I always cooked, never liked things like video games. I actually stayed with my mother, cleaned green beans and sang; I have a great passion for singing, I was in the children's choir at Teatro Regio. When I started hotel school, I felt ahead of the kids who didn't know what it meant to make fresh pasta, because I already had a chance to do it. Then I don't like to sit on my hands: if I get home and I'm not tired, I don't feel right." Beyond a few stops at well-known restaurants, including Noma, Alexander says he learned much more in his experiences in lesser-known restaurants.
“It's not about stars, it's about what you can take home from the experience." Like at the Risca brothers' Three Roosters, which now has Magazzino 52 in Turin: “After school I went to work with them, it was a good apprenticeship until I was 21. I learned quality discipline, education, they directed me to build a credible resume.” One year he spent with Adriano Cavagnini in London, at the Amaranto at the Four Seasons: “He taught me a lot of things, I worked with subjects I didn't know. Another one that marked me was Federico Zanellato from LuMi in Sydney."
We find him again in London, at Coya, a traditional Peruvian cuisine restaurant. Back in Turin, at the time of the pandemic, he found himself working as a private chef for a few important families until he went to Villa La Bollina in the Alessandria area, called by Ivan Famanni. Here he stayed a couple of years before spontaneously introducing himself to Roberto Munnia, aware that at La Pista the then chef was on his way out.

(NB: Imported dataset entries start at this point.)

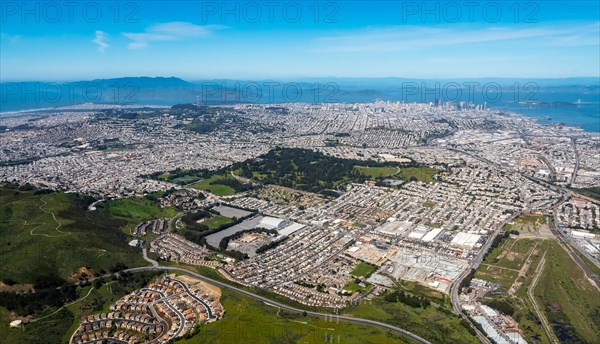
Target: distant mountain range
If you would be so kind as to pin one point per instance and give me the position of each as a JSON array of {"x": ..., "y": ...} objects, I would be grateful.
[{"x": 172, "y": 90}]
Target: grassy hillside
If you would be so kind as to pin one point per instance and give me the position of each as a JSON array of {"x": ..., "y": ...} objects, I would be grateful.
[{"x": 55, "y": 233}]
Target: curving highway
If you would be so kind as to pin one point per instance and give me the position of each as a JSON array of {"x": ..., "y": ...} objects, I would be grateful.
[{"x": 280, "y": 305}]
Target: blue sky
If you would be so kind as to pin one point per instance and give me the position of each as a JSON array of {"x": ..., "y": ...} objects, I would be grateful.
[{"x": 198, "y": 39}]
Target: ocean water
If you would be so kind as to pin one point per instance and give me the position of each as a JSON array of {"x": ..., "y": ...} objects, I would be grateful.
[{"x": 579, "y": 109}]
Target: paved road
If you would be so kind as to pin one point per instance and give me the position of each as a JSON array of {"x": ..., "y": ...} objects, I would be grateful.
[
  {"x": 564, "y": 243},
  {"x": 280, "y": 305},
  {"x": 536, "y": 307}
]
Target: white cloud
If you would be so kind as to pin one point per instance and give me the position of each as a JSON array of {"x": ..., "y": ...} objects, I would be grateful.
[
  {"x": 172, "y": 31},
  {"x": 409, "y": 38},
  {"x": 100, "y": 39}
]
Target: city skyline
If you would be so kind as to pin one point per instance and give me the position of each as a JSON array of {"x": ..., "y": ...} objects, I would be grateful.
[{"x": 256, "y": 40}]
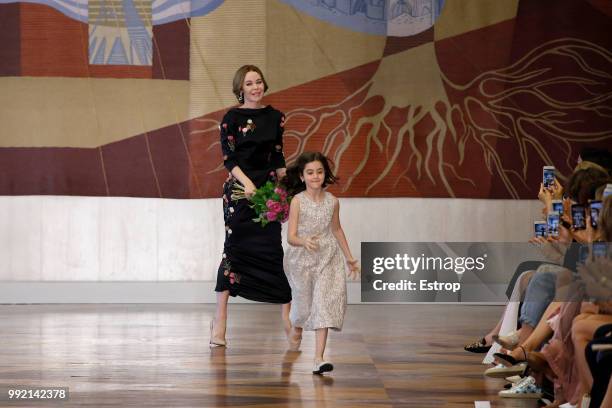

“Mr. Munnia asked me to cook for him and his wife for lunch; I went to the fishmonger at the market. Half an hour after eating he called me and said 'Scardina you are the new chef of La Pista.' A great satisfaction, I still have goosebumps. Now I've been here a little over a year and I'm trying to make it a restaurant where it's worth coming to eat."
The experience and the dishes
In our opinion, Alessandro Scardina has already succeeded, with a very personal cuisine, rich in ideas, which by freely drawing from his experiences becomes an original interpretation. “I work a lot on instinct, but if I'm not comfortable with myself I can't cook. Then there are days when I feel happy and maybe even 4/5 new and good dishes come out." By his side Daniele Lo Grasso: “He did everything with me, we got out of school together, we traveled and slept in the same bed, where I don't come he comes, it's like we are brothers”. The picture of a close-knit team is completed with Evi Polliotto, pastry chef, and a very well-orchestrated dining room by Davide Sterrantino, maître and sommelier (nice wine list with more than 350 preferences and a good selection of Champagne) and Mattia Dagnelli, vice maître.
The sequence of amuse bouche, the kind carefully designed to pave the way for the dishes, is remarkable and not at all predictable (as, alas, often happens elsewhere). The experience begins with the Piedmontese beef tartare topped with a sea urchin garum: at its base a tarragon puree and on the surface ginger caramel and tempura balls, beautiful bites.
It continues with voluptuous egg pasta ravioli filled with lacto-fermented potato, celeriac puree, cooked and raw vegetables, finishing with a green curry sauce. Tasty spaghetti cooked in red turnip extraction with smoked herring, herring in oil, its caviar and 30-month Parmigiano Reggiano fondue, what is now a signature dish of Scardina's cuisine.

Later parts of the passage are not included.